Я был убежден, что звуковая и шумовая имитация бури будет противоречить стилю всего нашего спектакля. Для меня сцена бури является высшим моментом философского прозрения Лира, высшей точкой трагедии. Мне казалось, что шумовая имитация дождя, грома, а также световые эффекты молнии отвлекут зрителей,
Настоящая буря разыгрывается лишь в воображении Лира, который страстно взывает к ветру, мечтает, чтобы ветер все смел на своем пути, чтобы дождь затопил всю землю, чтобы в бурных потоках погибло самое зло».
О «Лире», поставленном и сыгранном Михоэлсом, написано много. Сохранились кинофрагменты, рецензии, воспоминания зрителей. Все сошлись во мнении, что такого Лира, такой концепции спектакля еще не было:
«Под звуки церемониального марша торжественно шествуют придворные. Когда все собираются, музыка замолкает. И тогда в полной тишине, откуда-то сбоку, незаметно появляется старый король. Съежившись, запахнувшись в мантию, как в простой плащ, Лир скромно направляется к трону. Он идет, ни на кого не глядя, погруженный в свои думы. Подойдя к трону, замечает взобравшегося туда Шута, ласково берет его за ухо и стаскивает вниз. Только после этого король поднимает глаза и обводит взглядом склоненные головы придворных. Наконец видно его лицо, отрешенное и ласковое, лицо самоуверенного пророка и скептического философа. Тут кончался придворный церемониал и начиналась притча…
Сев на трон, король начинает пересчитывать собравшихся, по-хозяйски тыча в каждого пальцем. Кого-то он пропустил, и счет начинается снова.

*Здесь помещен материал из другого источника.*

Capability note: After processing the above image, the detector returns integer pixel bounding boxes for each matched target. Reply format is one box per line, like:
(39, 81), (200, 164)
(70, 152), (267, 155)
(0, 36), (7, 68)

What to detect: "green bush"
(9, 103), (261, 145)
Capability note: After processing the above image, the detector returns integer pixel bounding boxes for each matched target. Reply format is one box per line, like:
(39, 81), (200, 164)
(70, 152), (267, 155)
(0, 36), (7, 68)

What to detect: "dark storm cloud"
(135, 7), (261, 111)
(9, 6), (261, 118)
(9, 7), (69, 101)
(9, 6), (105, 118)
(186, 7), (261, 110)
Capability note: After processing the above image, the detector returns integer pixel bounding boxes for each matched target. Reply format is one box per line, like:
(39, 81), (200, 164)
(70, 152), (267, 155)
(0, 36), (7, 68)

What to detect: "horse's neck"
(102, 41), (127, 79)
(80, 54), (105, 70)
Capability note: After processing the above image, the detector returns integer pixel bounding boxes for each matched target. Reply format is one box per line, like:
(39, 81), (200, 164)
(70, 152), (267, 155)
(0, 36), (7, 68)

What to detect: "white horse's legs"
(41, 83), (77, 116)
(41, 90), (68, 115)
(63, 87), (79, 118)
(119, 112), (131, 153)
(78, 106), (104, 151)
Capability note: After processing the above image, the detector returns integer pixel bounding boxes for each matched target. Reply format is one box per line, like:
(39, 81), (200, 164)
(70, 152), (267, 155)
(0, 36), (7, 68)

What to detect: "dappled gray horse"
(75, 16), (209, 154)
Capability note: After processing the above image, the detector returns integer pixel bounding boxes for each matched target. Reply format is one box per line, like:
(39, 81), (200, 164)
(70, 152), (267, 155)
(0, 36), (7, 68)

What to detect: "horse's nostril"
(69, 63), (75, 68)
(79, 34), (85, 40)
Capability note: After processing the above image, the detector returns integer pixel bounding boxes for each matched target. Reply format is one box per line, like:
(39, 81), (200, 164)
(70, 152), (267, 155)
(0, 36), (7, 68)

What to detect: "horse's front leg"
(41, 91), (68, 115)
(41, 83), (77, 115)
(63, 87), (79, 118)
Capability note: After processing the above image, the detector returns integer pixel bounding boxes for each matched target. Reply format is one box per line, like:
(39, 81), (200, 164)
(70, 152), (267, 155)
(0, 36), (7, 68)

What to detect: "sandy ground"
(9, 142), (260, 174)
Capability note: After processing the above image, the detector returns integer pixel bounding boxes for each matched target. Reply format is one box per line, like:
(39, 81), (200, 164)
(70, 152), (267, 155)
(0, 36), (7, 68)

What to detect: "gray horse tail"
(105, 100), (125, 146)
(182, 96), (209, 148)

Лир безуспешно ищет глазами Корделию и неожиданно находит ее, спрятавшуюся за спинкой трона. Тогда раздается интимный, добрый старческий смешок.

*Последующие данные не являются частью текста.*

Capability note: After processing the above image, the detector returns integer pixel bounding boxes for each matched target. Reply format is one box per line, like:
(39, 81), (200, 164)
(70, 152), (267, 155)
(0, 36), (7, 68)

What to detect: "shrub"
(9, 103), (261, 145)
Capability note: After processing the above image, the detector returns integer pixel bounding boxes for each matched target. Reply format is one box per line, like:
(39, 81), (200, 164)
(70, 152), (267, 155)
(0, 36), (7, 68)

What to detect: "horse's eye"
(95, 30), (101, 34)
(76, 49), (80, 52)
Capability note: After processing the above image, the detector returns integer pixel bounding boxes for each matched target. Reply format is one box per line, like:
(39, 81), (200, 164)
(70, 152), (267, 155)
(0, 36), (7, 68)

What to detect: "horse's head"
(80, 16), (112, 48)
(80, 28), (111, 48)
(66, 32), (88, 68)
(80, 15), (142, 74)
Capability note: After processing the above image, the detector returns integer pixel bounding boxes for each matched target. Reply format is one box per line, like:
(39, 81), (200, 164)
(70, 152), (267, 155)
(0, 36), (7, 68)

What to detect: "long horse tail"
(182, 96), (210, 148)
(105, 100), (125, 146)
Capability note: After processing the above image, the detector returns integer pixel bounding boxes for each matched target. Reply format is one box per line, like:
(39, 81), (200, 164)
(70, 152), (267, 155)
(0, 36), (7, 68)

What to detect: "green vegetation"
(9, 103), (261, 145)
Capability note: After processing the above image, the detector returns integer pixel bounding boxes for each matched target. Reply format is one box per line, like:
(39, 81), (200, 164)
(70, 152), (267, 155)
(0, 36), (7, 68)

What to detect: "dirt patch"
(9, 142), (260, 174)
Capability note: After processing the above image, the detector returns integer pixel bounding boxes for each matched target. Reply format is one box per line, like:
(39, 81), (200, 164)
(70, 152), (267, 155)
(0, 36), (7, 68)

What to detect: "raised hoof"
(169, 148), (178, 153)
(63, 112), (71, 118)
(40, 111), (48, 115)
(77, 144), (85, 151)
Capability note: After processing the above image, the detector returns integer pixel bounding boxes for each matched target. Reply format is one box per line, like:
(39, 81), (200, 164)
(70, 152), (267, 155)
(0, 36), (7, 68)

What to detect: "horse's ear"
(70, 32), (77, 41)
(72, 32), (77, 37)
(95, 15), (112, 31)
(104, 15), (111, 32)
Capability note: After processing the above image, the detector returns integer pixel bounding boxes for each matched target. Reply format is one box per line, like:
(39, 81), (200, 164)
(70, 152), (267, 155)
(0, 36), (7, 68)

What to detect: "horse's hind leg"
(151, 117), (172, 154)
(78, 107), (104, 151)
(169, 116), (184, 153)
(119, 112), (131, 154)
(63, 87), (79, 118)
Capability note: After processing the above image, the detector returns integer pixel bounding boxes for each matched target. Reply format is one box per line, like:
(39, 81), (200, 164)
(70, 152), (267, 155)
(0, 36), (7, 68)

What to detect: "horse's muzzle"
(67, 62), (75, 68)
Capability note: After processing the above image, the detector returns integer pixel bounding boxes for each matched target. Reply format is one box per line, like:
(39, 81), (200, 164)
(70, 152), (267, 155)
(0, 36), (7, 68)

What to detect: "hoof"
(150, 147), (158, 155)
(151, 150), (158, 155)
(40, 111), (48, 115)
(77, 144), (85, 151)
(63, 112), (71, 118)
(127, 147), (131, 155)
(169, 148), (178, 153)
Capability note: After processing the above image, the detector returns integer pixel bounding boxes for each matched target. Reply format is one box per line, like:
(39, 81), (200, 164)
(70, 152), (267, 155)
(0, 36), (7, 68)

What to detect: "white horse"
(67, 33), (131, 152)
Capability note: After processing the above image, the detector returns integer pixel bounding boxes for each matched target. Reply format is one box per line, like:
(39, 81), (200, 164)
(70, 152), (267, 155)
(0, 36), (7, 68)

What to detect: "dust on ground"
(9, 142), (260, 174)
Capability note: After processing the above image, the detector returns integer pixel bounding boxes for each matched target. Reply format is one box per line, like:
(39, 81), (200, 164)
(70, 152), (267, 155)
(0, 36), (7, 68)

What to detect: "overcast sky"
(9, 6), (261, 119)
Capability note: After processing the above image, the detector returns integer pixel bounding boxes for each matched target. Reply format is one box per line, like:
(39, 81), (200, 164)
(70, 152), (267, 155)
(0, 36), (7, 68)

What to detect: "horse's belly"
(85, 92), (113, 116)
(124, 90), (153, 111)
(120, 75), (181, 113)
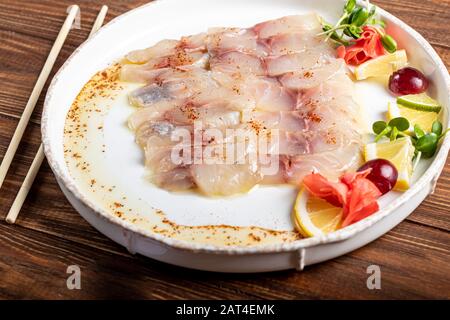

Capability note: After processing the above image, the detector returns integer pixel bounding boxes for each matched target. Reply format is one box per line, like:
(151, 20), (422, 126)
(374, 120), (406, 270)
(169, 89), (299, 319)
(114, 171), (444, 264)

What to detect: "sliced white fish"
(266, 33), (329, 55)
(266, 48), (335, 76)
(121, 14), (363, 195)
(206, 28), (260, 54)
(280, 59), (345, 90)
(253, 13), (322, 39)
(126, 33), (207, 64)
(209, 51), (265, 76)
(164, 103), (241, 128)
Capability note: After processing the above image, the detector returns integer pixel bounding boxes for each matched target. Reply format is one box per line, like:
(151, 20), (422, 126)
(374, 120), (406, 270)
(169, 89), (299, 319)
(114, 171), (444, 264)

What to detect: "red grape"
(389, 67), (429, 95)
(358, 159), (398, 195)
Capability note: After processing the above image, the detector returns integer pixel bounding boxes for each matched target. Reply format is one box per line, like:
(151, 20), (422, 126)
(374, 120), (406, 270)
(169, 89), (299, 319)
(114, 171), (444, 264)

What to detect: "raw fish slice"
(206, 28), (260, 54)
(140, 50), (206, 70)
(144, 135), (181, 173)
(127, 70), (256, 113)
(120, 65), (169, 83)
(120, 64), (211, 84)
(128, 102), (179, 130)
(136, 120), (251, 154)
(264, 127), (360, 156)
(242, 107), (361, 158)
(126, 39), (179, 64)
(266, 33), (329, 55)
(280, 59), (344, 90)
(190, 125), (264, 196)
(241, 110), (307, 132)
(128, 84), (172, 107)
(296, 74), (354, 107)
(283, 142), (362, 183)
(264, 130), (311, 156)
(295, 73), (361, 130)
(298, 100), (362, 133)
(137, 143), (197, 190)
(209, 72), (258, 110)
(132, 114), (193, 149)
(134, 121), (192, 149)
(178, 33), (208, 52)
(266, 49), (335, 76)
(127, 67), (223, 106)
(149, 168), (195, 191)
(297, 73), (356, 110)
(120, 51), (207, 83)
(243, 76), (295, 111)
(198, 123), (261, 149)
(253, 13), (322, 39)
(126, 33), (207, 64)
(260, 166), (286, 184)
(209, 51), (266, 76)
(164, 103), (241, 128)
(255, 87), (295, 112)
(153, 70), (258, 111)
(191, 162), (262, 196)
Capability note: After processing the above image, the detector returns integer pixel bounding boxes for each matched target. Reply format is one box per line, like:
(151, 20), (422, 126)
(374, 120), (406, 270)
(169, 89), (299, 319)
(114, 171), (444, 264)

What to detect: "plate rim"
(41, 0), (450, 254)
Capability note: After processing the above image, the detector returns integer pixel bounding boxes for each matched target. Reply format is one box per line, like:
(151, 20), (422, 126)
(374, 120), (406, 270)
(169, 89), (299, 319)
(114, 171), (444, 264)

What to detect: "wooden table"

Мудрый и проницательный Лир настолько убежден в абсолютном превосходстве над окружающими, что может позволить себе пренебречь торжественными эффектами. Впрочем, иногда старый король принимает величественные позы, но для того только, чтобы их спародировать, показать, как мало придает им значения…
…Безучастным михоэлсовский Лир перестает быть, когда очередь доходит до Корделии. Его руки становятся мягкими и ласковыми; он снимает с головы корону и протягивает ее любимой дочери. Но Корделия оказывается скупой на слова. Тогда из уст Лира второй раз вырывается короткий старческий смешок. Только теперь задавленный, изумленный и недобрый, Лир думал слегка поиронизировать над дочерьми, заставив их заплатить за земли и власть признаниями в любви. И вдруг шутка оборачивается против него самого. Тогда король становится серьезным, надевает корону себе на голову, тяжело кладет руки на подлокотники трона и сурово предупреждает: „Из ничего не выйдет ничего“» (Б. Зингерман).

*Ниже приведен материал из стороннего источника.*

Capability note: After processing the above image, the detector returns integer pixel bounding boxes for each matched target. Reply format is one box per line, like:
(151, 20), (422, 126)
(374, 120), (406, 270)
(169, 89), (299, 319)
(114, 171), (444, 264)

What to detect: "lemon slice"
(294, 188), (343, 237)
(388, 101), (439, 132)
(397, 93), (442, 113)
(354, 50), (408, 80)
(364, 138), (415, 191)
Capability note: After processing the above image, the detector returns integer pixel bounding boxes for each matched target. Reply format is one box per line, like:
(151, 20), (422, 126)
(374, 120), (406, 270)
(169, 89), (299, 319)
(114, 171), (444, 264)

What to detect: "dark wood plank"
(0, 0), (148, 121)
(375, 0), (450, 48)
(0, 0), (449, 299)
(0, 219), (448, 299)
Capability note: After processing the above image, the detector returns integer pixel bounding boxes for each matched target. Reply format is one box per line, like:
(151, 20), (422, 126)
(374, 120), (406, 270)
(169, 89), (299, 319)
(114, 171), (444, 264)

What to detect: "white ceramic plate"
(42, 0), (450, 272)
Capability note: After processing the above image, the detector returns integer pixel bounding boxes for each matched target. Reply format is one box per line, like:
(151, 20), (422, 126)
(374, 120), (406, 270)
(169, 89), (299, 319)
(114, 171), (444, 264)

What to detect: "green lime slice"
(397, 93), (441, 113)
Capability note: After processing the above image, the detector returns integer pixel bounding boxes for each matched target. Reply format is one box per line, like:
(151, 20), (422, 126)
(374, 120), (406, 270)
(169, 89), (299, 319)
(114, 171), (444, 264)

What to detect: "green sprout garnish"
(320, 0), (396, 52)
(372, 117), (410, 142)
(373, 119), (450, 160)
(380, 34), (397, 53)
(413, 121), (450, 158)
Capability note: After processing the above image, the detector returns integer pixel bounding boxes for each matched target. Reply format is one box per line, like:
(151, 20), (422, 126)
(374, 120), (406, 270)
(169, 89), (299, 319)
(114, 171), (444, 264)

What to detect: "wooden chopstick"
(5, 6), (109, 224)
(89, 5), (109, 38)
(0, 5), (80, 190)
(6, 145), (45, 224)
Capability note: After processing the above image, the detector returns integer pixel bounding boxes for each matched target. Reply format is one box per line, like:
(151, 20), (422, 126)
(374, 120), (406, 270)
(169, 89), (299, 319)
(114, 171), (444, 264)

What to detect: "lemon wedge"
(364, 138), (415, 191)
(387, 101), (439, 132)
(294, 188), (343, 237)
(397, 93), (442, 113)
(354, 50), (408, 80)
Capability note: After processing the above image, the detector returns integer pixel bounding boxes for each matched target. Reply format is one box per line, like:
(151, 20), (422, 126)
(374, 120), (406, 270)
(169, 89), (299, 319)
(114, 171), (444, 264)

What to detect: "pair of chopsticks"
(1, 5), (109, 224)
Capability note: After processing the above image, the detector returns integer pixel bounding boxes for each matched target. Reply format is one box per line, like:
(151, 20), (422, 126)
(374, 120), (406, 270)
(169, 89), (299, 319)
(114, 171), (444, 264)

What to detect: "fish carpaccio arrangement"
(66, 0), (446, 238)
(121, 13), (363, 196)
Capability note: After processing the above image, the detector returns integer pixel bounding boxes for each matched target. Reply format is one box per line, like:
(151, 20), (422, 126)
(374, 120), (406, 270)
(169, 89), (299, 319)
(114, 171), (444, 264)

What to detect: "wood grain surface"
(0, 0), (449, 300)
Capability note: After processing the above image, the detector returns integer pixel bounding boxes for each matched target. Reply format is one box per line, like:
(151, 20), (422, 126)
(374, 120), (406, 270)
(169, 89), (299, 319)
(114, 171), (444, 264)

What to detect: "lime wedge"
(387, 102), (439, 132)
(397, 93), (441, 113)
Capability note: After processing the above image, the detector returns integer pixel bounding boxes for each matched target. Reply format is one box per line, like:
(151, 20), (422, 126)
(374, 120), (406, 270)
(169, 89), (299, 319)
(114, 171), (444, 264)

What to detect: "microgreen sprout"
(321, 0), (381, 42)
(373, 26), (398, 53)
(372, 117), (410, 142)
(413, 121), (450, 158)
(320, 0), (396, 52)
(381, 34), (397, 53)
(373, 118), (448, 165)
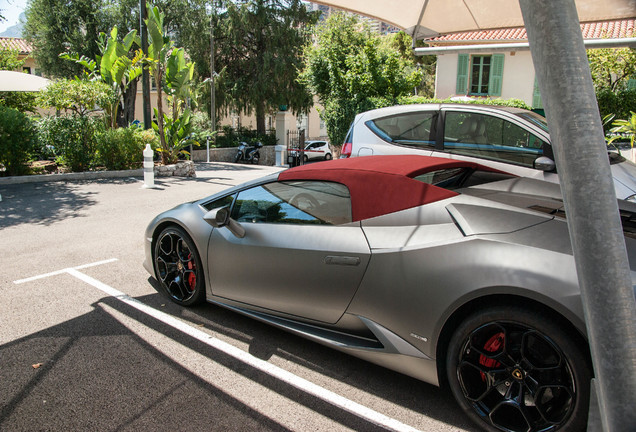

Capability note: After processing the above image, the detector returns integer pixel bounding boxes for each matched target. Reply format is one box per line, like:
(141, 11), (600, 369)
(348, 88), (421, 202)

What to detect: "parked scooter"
(234, 141), (263, 164)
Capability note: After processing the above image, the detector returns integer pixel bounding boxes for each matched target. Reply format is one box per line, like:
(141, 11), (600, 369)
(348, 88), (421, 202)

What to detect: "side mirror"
(534, 156), (556, 172)
(203, 207), (245, 238)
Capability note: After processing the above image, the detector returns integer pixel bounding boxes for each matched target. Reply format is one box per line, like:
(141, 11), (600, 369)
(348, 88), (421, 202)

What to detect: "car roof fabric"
(278, 155), (476, 221)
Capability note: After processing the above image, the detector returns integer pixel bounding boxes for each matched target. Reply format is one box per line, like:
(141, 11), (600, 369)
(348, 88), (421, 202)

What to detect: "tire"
(234, 152), (242, 163)
(446, 306), (591, 432)
(303, 154), (309, 163)
(325, 153), (332, 160)
(251, 152), (260, 165)
(153, 226), (205, 306)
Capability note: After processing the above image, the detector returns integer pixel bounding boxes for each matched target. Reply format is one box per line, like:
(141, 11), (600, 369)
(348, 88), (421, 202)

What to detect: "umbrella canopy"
(312, 0), (636, 39)
(0, 71), (50, 92)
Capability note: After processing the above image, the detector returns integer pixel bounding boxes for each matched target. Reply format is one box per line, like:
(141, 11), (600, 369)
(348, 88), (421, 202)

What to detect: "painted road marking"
(13, 258), (119, 284)
(15, 260), (425, 432)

«Раньше он был король — „король с головы до ног“. Он спрашивал у Освальда (дворецкого Гонерильи): „Кто я такой?“ И когда Освальд отвечал: „Вы отец моей леди“, — он бил его, потому что это унижало его королевское достоинство. А теперь Лир сам приходил к выводу, что он двуногое животное. Таков путь, который он проделал, и на этом пути он пришел к новому ощущению своей отцовской любви к Корделии. И самое страшное для него заключается в том, что из-за своей ложной идеологии он потерял самое любимое, самое дорогое, самое ценное, что было для него на земле, — Корделию» (Михоэлс).